3Relax the glutes and allow your hips to return to the working position as noted in step 2 (also shown in the picture!). Rest for a mental one second count and repeat the exercise for 20 seconds, lengthening the time of the set as your ability allows. Perform this exercise for each leg.
Once in the position described in step 2, your butt and extended leg should not touch the floor until you’re finished with the set and ready to switch to the other leg, or to take a break.
Lateral (Sideways) Stepping With Band
This is a fantastic little exercise that seems simple, but I guarantee that you’ll feel it in your glute medius, glute minimus and piriformis muscles if performed properly! You’ll just be doing some side to side steps for this one, but by adding tension, and adding it low on the leg, you’re increasing the effort it takes to make those steps, and forcing these muscles to do all the work.
1Place a short flat resistance band round the shins of each leg – just above the ankles – If you have hairy legs, or discomfort, consider wearing a sock that covers the area to keep the band from rubbing on your skin, or pulling on hair!

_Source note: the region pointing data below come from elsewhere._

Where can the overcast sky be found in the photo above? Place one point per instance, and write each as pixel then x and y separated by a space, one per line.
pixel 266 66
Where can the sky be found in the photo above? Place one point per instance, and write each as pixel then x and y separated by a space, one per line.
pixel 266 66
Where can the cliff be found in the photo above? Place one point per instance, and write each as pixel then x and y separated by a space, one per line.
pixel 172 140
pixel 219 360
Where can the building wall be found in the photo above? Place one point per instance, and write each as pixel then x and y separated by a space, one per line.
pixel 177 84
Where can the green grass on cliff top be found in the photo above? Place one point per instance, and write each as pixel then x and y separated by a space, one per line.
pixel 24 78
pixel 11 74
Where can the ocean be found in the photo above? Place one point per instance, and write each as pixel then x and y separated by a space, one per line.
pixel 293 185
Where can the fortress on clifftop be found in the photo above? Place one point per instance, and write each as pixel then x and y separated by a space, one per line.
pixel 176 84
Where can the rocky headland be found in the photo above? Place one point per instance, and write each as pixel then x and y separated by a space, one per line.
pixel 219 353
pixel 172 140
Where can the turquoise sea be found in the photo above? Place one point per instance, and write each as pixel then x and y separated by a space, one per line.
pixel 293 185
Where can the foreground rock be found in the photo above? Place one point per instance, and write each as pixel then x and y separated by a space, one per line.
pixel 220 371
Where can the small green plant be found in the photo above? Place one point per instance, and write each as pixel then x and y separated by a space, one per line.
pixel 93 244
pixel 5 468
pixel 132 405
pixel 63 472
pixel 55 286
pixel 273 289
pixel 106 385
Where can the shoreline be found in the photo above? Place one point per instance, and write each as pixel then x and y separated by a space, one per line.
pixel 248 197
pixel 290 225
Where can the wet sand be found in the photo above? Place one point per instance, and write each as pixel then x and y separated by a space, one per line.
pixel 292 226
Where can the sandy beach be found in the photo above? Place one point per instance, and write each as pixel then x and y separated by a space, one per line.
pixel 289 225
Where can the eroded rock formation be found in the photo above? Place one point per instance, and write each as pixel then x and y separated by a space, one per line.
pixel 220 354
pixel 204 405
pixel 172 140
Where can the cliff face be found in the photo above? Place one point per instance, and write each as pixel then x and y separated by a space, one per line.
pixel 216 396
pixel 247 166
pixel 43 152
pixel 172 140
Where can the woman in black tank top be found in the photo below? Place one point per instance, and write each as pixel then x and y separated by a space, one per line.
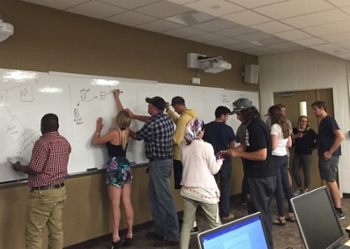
pixel 119 174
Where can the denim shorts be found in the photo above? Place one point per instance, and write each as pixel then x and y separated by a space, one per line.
pixel 328 168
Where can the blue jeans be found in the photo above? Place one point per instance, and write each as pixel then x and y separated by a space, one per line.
pixel 302 161
pixel 244 184
pixel 260 192
pixel 283 186
pixel 225 177
pixel 161 200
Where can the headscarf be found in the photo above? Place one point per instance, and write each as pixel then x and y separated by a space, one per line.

Stand comfortably with the feet under your shoulders, and a slight bend in the knees. There should be a slight tension in the resistance band.
2Take a small step to your right with your right leg, leaving your left leg in place. This will increase the tension on the band – you should feel the effort in your hip / glute when you take this step as the muscles there stretch the band. Plant your right foot, and then step the same distance with your left foot, returning to starting position, except about 6-12 inches to your right.
3Repeat this stepping motion again for a total of 2 steps to the right, and then reverse the movement, stepping to the left, but leading with the left leg. Perform this movement for 30 seconds, followed by a 30 second break, 3-5 times. AS this becomes easier, increase the amount of work time.
Stretch That Thing!
Strengthening the muscle isn’t good enough. You want a functional, strong, lean muscle that not only looks good, but that you can rely on. If you don’t stretch your muscles, you’ll begin developing range of motion issues that you don’t want. My rule of thumb – any time you work a muscle, you should also stretch the muscle. A few stretches you could perform after a glute workout might be:
Both are similar movements, but each isolates the glutes a little bit differently / more intensely.
There are many reasons to exercise this muscle group, ranging from functionality to simply aesthetic reasons. Hopefully this article sheds some light on the complexity of this muscle group, and increases your knowledge of how it’s used by your body. I’d love to hear your thoughts on ideas how you might be able to train it to work even harder.